Last month the big focus in cybersecurity was the agreement reached between China and the United States. It’s correct to call the U.S. – China cyber security deal historic, but it would be far from correct to call it complete. There’s simply too much that the agreement leaves out.
The biggest failure of the U.S. – China cyber security deal is that it neither defines nor enforces anything. International treaties such as this typically rest on frameworks of well understood concepts and language. We in the IT security world know that there are no such things for cyber warfare today. Even if it were well defined, it would not matter since there are no teeth. There are no inspections, no corrective actions, no means to keep everyone on track.
It feels like there is a bit of a shell game going on. The deal is being trumpeted as the US and China agreeing to act responsibly about cybersecurity. In reality, it only defines a narrow patch of things that may be off limits. Of course, since we all know how hard it is to explain the complex issues of information security at individual, organizational, national and international levels, it’s not too hard to see why so many are so easily fooled.
People Still Misunderstand Their Enemy
It’s only recently that the image of the cyber bad guy has changed from the lone wolf in his mother’s basement chugging caffeine and eating chips to the professional cyber attacker. Now many will include the shadowy agents of foreign governments as bad guys that may come after them. However, they often feel that these bad guys aren’t really out to get them specifically.
The reality is that the bad guys are after everyone and everything. Anything that can be snatched by bad guys will be taken. They will take it all now and sort out what they have later. If there’s any doubt of this, just look at the numbers at Norse. The scale of the cyber attacks going on constantly is clear. The only way to achieve these numbers is through sophisticated, professional automation.
Why would people go through the trouble? How does $400B (that’s B for billion) sound for a good reason? That’s the number that is estimated to be lost to cybercrime and other cyber malfeasance. McAfee confirmed this yet again in their most recent Threats Report. The number is estimated to be much higher by some. In any case, there is a clear financial motive for this. That means there’s a lot more to this than the bad guy in mom’s basement and governments spying.
Real Cyber Defense Means Real Change
If the strategy your organization has to defend itself is to wait for the government to step in and make deals to protect you, then the wait will be long and filled with pain. The only way to build formidable cyber defense is to start taking the advice IT security experts have been giving for years. This means putting a security voice at the executive level – maybe even at the board level.
The visibility needs to be that high because the fact is that only executives can force real cyber security improvements. Many of these choices are about what your organization values. If you just want a check box to keep the CIO out of jail then that’s different than wanting to protect your assets and your customer’s data. We all know that the latter means sweeping policy and operational, spending, and behavioral changes.
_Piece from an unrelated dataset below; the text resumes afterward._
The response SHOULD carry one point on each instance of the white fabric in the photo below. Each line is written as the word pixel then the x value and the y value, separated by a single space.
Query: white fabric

Priorities like these can only be established from the top down.
If you’re not the executive, then what can you do? You can be a change agent and convince your executives of the need for improvement. Most CIOs simply won’t have the time to dedicate to see these problems fully. Ultimately change will need to come from the top, but you can be the champion that takes it to the top. They may label you a pain in the short term, but when it’s your competitor and not you that ends up breached, you’ll know exactly what to say to them. And that might be a good day to talk about a raise, too.